An important question is whether the stabilization effect of the mixture is additive of the separate effects of the constituents. As an example, let ΔΔGm be the change in folding stability by a mixture of the smaller and larger crowders, respectively occupying 15% and 20% of the total volume. Now let ΔΔG1 be the change in folding stability by the smaller crowders alone at a volume fraction of 15%, and ΔΔG2 be the counterpart for the larger crowders alone at a volume fraction of 20%. Is ΔΔGm predicted well by adding ΔΔG1 and ΔΔG2? Because the fit to Eq. 4 worked so well for crowders with a single size, we simply used the fit to generate ΔΔGf for the smaller or the larger crowders alone at desired volume fractions. Upon pairing the respective volume fractions to yield a total of 35%, the levels of stabilization due to the two types of crowders alone were added and the results are displayed in Fig. 5. It can be seen that the levels of stabilization produced by mixtures of the two types of crowders are greater than predicted by additivity.

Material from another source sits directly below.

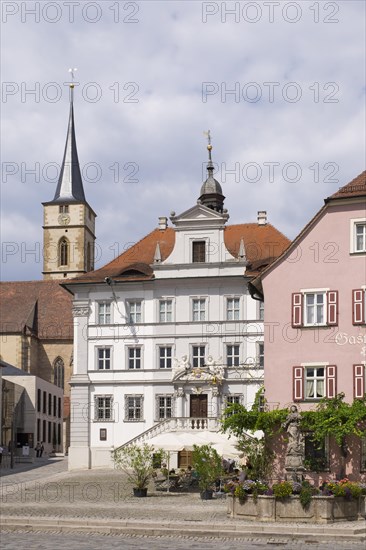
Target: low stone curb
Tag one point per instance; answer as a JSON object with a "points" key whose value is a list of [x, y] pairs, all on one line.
{"points": [[315, 533]]}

Binding stability under crowding
Because two protein molecules become more compact when they form a complex, crowding is expected to stabilize the bound state (14). In this study, we used barnase and barstar as a test system. Fig. 6 displays the changes in binding free energy by crowders at four sizes (Rc from 15 to 50 Å) and at four volume fractions (ϕ from 5% to 35%). The trends observed here are very similar to those displayed in Fig. 3 for protein folding stability. The maximal increase in binding free energy, produced by crowders with a radius of 15 Å and occupying 35% of volume, was 3.2 kBT, or 1.9 kcal/mol at room temperature.
Figure 6.
Dependence of ΔΔGb on crowder radius Rc and volume fraction ϕ.
Discussion
The magnitude of crowding-induced stabilization
The modest stabilization obtained in this study, based on atomistic modeling of macromolecular crowding, is in line with experimental measurements of crowding effects on protein folding stability (10–13). The maximal levels of stabilization observed in these experimental studies, using dextran, Ficoll, or polyethylene glycol as a crowding agent, were ∼1 kcal/mol. Interestingly, simulations based on a coarse-grained model also yielded similarly modest stabilization by crowding (8,9). On the other hand, simple theoretical models, depending on how the denatured state is represented, have either predicted modest (5) or substantial (6) stabilization, indicating that these models are of limited value at a quantitative level.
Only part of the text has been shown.